Where Do You Come From?
What Are You Doing?
What Do You Care About?
This morning we return again to the Old Testament story of Jonah… Jonah and the big fish. And again this morning, I would encourage you not to get bogged down by whether you are to read this as story, allegory, parable or factual history. Instead, let’s listen to what God might teach us this morning.
Last week as we looked at the first two chapters of the story, we learned from Jonah’s failure. And just to remind you of what we talked about, I’ve chosen three quick mental snapshots.
Snapshot one is of Jonah’s back, because he’s running away, robes flapping behind him. He was running away from God’s assignment to go to Ninevah and preach. Instead, he ran diametrically opposite, across the Mediterranean on a ship bound for Tarshish.
The second snapshot is completely black. It looks like you messed up with the camera. But the picture is black because it was taken in the belly of a whale. Jonah had been unceremoniously dumped off of the ship, and God provided a big fish to swallow him. And we saw that God used Jonah’s three days and nights in that unpleasant place to shape Jonah, to change him. In fact, he ended his time in the whale with a hymn of thanks.
And finally, the third picture is of Jonah lying on a beach. Not in a chaise lounge with a margarita in his hand…but literally lying on the beach where he has been spit up by the whale. Yecchh. And with that pleasant picture in our minds, let’s pray as we come to the scriptures.
What Are You Doing?
"I have done many things in my life that conflicted with the great aims I had set myself - and something has always set me on the true path again."
Alexander Solzhenitsen
(cited in Peterson, E. H., Under the Unpredictable Plant, Grand Rapids: Eerdmans, 1992, p.9).
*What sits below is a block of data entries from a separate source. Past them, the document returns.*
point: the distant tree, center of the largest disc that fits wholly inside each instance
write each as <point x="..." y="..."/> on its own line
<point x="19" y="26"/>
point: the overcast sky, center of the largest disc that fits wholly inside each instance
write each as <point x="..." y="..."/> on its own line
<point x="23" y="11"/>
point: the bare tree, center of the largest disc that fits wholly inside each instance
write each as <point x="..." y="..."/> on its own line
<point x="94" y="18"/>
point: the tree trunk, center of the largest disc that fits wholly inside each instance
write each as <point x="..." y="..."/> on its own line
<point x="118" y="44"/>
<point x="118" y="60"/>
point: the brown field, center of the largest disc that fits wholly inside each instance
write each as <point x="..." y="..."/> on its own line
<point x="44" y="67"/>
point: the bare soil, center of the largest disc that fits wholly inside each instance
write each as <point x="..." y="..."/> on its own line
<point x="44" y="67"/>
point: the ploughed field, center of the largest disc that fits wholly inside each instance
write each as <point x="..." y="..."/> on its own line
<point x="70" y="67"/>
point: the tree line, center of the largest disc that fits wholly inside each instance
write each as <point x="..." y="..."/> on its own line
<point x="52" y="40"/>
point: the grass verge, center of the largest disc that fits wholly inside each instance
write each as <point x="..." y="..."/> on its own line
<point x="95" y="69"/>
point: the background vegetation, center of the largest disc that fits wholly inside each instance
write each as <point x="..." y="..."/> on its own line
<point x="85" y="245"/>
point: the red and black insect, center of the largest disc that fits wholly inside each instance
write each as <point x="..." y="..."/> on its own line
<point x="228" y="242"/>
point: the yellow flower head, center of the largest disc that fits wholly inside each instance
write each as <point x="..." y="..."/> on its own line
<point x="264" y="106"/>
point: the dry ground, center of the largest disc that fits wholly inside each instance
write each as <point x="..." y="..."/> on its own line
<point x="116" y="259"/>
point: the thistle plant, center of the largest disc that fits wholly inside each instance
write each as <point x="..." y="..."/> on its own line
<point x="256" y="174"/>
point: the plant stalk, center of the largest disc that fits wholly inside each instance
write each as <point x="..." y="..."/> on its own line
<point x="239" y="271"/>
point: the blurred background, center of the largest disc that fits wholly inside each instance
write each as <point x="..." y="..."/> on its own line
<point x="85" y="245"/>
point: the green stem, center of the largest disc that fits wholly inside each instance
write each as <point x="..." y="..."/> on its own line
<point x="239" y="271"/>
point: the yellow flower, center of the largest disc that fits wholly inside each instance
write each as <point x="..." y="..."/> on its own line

Again God’s call comes to Jonah, exactly as it had before, "Get up and go to Nineveh!"
Here we see Jonah being set back on the true path, not the path determined by aims that he had set for himself, but the path determined by aims that God had set.
You can’t really ever run from God. C. S. Lewis speaks of how God pursued him from agnosticism into becoming a believer in his writings.
God cares about you
I fled Him down the nights and down the days
I fled Him down the arches of the years
I fled Him down the labyrinthine ways
Of my own mind, and in the midst of tears
I hid from him…
Francis Thompson’s poem, “The Hound of Heaven”
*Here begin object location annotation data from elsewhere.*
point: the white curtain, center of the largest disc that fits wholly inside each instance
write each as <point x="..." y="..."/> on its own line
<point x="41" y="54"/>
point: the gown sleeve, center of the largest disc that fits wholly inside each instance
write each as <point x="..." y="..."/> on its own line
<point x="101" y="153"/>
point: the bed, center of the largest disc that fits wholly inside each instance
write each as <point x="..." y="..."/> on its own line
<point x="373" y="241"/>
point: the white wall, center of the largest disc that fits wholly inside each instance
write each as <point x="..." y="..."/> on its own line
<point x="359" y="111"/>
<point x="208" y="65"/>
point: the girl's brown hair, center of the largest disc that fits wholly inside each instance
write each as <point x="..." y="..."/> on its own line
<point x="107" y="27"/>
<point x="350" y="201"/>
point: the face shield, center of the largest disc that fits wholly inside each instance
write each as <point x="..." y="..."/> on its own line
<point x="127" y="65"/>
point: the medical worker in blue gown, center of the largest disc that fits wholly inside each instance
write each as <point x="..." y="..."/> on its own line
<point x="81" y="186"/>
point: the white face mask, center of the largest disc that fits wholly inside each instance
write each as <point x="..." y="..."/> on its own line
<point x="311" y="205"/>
So begins Francis Thompson’s famous, but difficult, poem entitled "The Hound of Heaven." The author sets the poem in the context of a life spent running from God. The poem pictures God like an old bloodhound sniffing our scent, always in the distance, occasionally letting out a howl to remind us that he is on our trail.
As the lengthy poem goes on, Thompson says he fled "across the margins of the world," but the refrain always comes back:
Still with unhurrying chase and unperturbed pace
Deliberate speed, majestic instancy,
Came on the following feet, and a Voice above their beat…
He cares about what you are doing and he cares about why you are doing it.
God had gotten Jonah’s attention and his obedience but he had yet to get his heart.
Let’s Read the 3rd chapter of Jonah together.
Jonah 3
1 The LORD spoke his word to Jonah again and said, 2 “Get up, go to the great city Nineveh, and preach to it what I tell you to say.”
3 So Jonah obeyed the LORD and got up and went to Nineveh. It was a very large city; just to walk across it took a person three days. 4 After Jonah had entered the city and walked for one day, he preached to the people, saying, “After forty days, Nineveh will be destroyed!”
5 The people of Nineveh believed God. They announced that they would stop eating for a while, and they put on rough cloth to show their sadness. All the people in the city did this, from the most important to the least important.
6 When the king of Nineveh heard this news, he got up from his throne, took off his robe, and covered himself with rough cloth and sat in ashes to show how upset he was.
7 He sent this announcement through Nineveh:
By command of the king and his important men: No person or animal, herd or flock, will be allowed to taste anything. Do not let them eat food or drink water.